The property was originally envisioned as a residential oasis by entrepreneur Count Eusebi Güell who, at the turn of the 20th Century, wanted to create an estate for the city’s aristocracy. He acquired a large parcel of land in a barren, rocky district known as Muntanya Pelada, which offered unobstructed views of the city and the sea. Another selling point was the clean, fresh air…something that was hard to come by in the more urban regions of Barcelona, where industrialization was at its peak.

Count Güell hired Gaudí to develop the land into 60 plots, all to be terraced into the hillside and connected by a network of paths along with viaducts and other public spaces. Construction began in 1900, and by 1914, only two houses were built – neither designed by Gaudí, although Gaudí did live in one of the homes with his father and niece for almost 20 years. The exclusivity of the development and the lack of transportation to the area made it unattainable for most Barcelonans. It became clear to Güell that his vision of an estate park would not be achieved, and so he used the land as a private garden until his death in 1918. His family turned the property over to the city council, which purchased the land and reopened it as a public park in 1926. The house where Gaudi lived was converted into a museum in 1963.

The main entrance to Park Güell is on Carrer d’Olot, and is flanked by two buildings that look like ginger bread houses. These were to be used as the porter’s lodge and the porter’s residence. In front of the entrance is the dragon stairway, which leads up to the Hypostyle Room. The dragon’s head sits at the center of the stairwell, surrounded by a colorful mosaic backing. The dragon spouts water that is collected from a rain gutter located inside the Hypostyle Room.

The Hypostyle Room was designed to be the market for the estate. Today, it provides cool shade from the blazing Barcelona sun, and if you look up, you’ll notice several impressive tile-shard mosaics made by one of Gaudí’s assistants, Joseph M. Jujol. Resting on top of the Hypostyle Room is the Plaça de la Natura. Originally named the Greek Theatre, the space was intended to be used for large shows, and is surrounded by undulating benches covered in more of Jujol’s colorful tile-shard mosaics.

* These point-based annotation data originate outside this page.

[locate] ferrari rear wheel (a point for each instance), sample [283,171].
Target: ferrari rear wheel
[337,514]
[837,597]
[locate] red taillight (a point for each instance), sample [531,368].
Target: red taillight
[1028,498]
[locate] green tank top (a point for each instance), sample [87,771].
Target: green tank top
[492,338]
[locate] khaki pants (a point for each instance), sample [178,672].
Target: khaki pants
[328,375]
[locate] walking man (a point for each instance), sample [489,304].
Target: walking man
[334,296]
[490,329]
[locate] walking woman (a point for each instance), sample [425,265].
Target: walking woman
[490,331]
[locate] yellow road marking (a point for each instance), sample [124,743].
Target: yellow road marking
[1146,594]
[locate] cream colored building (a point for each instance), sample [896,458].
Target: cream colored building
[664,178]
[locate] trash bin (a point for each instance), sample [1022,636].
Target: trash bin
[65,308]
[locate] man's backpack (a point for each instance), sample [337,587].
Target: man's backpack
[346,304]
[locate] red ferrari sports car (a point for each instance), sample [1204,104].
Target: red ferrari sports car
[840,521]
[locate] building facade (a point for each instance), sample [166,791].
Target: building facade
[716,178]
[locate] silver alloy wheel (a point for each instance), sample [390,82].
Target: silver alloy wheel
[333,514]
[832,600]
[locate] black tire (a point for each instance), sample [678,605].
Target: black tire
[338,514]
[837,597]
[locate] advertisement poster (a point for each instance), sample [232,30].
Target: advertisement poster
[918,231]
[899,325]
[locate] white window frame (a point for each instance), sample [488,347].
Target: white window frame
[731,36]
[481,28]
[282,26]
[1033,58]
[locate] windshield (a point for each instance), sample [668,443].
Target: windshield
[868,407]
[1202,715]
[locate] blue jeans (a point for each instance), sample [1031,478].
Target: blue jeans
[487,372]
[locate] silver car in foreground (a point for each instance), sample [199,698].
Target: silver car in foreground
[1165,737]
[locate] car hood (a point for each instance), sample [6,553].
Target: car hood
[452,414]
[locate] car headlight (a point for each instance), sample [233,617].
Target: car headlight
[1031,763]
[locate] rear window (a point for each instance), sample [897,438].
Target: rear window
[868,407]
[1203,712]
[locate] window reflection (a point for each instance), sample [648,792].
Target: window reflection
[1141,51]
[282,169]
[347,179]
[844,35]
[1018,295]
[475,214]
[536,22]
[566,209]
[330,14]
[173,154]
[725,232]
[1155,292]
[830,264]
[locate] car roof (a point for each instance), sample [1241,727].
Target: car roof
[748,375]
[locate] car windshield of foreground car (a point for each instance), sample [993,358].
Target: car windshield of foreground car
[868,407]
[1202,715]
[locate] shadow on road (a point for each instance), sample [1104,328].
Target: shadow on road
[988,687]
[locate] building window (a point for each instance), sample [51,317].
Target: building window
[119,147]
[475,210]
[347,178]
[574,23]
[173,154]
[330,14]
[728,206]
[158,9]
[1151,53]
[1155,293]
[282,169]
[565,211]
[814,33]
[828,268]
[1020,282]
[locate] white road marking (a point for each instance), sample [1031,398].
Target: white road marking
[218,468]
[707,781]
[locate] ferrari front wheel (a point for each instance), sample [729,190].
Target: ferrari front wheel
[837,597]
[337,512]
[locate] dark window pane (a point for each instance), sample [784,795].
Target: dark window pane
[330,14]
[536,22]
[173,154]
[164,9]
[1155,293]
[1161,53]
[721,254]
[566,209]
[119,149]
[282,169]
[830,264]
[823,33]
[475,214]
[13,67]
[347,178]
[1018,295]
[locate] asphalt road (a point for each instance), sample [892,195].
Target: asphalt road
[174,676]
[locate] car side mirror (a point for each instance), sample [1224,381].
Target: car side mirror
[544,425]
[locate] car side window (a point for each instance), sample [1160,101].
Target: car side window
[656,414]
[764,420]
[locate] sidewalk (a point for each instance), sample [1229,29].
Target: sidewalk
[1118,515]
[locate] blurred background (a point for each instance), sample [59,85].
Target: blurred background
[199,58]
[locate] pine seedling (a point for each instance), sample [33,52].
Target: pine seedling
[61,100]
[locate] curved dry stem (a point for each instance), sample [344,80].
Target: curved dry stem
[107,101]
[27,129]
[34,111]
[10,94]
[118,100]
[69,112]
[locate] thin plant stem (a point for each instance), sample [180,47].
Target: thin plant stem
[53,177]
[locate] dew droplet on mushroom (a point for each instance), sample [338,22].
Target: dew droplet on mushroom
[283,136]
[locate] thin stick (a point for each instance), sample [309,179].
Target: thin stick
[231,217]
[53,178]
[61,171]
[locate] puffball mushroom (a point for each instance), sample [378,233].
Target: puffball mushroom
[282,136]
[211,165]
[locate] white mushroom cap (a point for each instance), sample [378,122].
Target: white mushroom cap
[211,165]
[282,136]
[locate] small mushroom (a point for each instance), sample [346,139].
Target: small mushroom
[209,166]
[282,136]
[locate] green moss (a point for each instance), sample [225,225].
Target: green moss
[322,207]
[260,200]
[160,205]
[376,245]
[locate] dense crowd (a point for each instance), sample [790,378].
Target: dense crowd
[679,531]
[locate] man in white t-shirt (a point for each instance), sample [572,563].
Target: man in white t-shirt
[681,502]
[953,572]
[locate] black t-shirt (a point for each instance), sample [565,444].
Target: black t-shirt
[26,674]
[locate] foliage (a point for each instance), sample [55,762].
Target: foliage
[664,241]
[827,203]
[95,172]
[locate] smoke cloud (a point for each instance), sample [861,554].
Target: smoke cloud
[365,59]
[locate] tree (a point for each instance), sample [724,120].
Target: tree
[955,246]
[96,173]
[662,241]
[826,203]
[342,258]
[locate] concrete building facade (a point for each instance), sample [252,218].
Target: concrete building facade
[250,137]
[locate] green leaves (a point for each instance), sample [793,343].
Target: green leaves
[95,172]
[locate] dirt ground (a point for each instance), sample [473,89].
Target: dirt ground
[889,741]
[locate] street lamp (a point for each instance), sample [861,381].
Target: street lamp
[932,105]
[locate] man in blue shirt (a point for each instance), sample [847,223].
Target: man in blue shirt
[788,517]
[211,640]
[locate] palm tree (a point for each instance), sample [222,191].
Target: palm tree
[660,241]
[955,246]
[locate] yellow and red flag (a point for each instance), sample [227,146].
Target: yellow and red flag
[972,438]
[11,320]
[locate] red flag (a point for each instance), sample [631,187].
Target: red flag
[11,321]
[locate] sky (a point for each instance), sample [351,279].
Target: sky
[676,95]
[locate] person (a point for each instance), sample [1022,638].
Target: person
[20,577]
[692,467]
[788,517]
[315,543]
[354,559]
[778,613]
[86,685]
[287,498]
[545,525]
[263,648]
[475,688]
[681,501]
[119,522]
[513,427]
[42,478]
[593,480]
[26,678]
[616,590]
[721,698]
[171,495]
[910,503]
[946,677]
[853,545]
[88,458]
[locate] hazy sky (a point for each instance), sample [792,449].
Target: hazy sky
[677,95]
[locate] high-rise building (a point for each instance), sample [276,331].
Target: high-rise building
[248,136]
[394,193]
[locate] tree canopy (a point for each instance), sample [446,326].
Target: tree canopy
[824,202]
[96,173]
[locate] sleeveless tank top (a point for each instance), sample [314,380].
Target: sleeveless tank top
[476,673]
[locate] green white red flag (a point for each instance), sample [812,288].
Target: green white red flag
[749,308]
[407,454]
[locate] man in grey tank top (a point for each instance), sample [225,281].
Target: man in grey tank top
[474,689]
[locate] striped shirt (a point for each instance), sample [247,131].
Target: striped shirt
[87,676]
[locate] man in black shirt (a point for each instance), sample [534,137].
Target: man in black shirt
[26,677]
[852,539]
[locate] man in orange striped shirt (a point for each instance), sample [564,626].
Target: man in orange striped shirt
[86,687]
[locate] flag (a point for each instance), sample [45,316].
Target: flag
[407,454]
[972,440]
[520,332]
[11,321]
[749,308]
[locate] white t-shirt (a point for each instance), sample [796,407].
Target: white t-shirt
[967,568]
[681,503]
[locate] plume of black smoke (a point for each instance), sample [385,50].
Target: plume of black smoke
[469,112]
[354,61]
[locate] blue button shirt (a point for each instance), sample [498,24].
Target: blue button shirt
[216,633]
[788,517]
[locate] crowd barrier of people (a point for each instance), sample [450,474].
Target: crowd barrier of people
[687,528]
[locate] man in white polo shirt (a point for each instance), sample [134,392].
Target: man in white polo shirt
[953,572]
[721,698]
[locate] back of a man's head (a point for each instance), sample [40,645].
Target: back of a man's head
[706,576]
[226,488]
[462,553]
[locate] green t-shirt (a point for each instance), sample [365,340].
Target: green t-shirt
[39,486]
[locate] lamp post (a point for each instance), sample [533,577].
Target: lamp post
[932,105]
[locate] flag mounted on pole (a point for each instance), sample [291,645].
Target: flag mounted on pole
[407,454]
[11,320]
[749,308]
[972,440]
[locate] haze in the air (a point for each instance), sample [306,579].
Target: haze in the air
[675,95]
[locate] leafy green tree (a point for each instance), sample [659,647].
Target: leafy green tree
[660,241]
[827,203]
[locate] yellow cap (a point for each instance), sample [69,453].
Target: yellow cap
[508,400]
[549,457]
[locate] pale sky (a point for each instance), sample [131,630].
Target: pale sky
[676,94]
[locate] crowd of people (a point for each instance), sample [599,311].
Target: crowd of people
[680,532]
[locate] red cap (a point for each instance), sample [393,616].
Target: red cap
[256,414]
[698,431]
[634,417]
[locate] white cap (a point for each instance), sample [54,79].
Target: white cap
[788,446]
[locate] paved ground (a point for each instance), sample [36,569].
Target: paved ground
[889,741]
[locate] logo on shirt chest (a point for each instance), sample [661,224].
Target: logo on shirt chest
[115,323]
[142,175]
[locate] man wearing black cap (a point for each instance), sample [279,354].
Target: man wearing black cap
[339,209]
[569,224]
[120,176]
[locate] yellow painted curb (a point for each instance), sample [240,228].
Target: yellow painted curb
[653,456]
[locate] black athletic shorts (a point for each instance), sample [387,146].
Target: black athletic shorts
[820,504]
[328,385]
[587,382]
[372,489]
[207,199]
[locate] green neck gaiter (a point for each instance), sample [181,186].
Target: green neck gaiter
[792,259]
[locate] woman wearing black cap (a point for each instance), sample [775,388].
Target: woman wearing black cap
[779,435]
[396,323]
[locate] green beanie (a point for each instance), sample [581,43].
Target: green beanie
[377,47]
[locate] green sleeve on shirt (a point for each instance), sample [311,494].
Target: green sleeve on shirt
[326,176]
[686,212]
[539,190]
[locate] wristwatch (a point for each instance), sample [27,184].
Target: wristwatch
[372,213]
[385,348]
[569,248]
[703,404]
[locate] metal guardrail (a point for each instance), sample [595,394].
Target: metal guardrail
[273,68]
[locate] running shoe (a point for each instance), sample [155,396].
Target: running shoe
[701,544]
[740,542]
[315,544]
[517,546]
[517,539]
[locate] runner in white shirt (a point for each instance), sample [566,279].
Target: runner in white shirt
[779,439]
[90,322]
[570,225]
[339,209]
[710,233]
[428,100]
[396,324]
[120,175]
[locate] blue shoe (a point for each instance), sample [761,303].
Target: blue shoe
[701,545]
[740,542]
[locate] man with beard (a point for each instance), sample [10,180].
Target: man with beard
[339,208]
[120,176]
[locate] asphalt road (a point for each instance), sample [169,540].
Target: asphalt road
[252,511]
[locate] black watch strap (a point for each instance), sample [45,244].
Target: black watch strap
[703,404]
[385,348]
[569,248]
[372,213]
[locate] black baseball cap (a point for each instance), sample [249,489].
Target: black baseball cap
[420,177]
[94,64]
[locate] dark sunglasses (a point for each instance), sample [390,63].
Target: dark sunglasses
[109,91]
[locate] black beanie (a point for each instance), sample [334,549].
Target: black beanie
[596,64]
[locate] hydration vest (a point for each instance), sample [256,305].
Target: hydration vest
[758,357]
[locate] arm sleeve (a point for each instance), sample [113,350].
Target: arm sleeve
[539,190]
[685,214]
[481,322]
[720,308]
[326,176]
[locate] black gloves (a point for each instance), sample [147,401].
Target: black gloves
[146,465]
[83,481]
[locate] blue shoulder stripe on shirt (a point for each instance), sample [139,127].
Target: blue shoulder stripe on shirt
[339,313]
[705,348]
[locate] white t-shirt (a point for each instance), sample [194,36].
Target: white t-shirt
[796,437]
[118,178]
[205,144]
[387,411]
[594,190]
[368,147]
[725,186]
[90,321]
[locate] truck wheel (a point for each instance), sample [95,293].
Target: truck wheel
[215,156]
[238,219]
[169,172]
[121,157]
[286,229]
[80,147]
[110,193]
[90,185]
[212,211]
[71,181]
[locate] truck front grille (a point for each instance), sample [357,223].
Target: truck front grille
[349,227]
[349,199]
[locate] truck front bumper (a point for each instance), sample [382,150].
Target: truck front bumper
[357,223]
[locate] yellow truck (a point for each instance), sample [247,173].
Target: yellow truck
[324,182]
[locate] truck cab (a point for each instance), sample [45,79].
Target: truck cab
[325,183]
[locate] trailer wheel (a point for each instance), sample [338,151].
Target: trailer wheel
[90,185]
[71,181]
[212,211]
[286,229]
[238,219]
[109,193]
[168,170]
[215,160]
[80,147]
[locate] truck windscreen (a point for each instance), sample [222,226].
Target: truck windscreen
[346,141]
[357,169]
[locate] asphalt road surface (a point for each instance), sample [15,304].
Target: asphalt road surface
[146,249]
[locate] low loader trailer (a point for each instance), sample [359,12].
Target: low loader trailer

To the left of the Hypostyle Room is Casa Larrard, Güell’s former residence, which has since been converted into a school. To the rear of the school is a courtyard that was used as the formal gardens for the residence. You’ll notice a wave-styled portico running along the far sides of the space. This was the laundry room portico, and to some is considered one of Gaudí’s greatest displays of organic architecture. In the same design vein as the portico, you’ll notice numerous viaducts and archways throughout the park that were constructed of locally quarried stone.

Up until recently, entry into Park Güell was free. Today you can purchase your tickets on-line in advance and gain access for € 7. As I mentioned earlier, it is a bit of a trek to get to, especially if you’re staying closer to the beach or the port. But as you can see, Park Güell is like a Gaudí Garden of Eden, and a very necessary addition to your itinerary.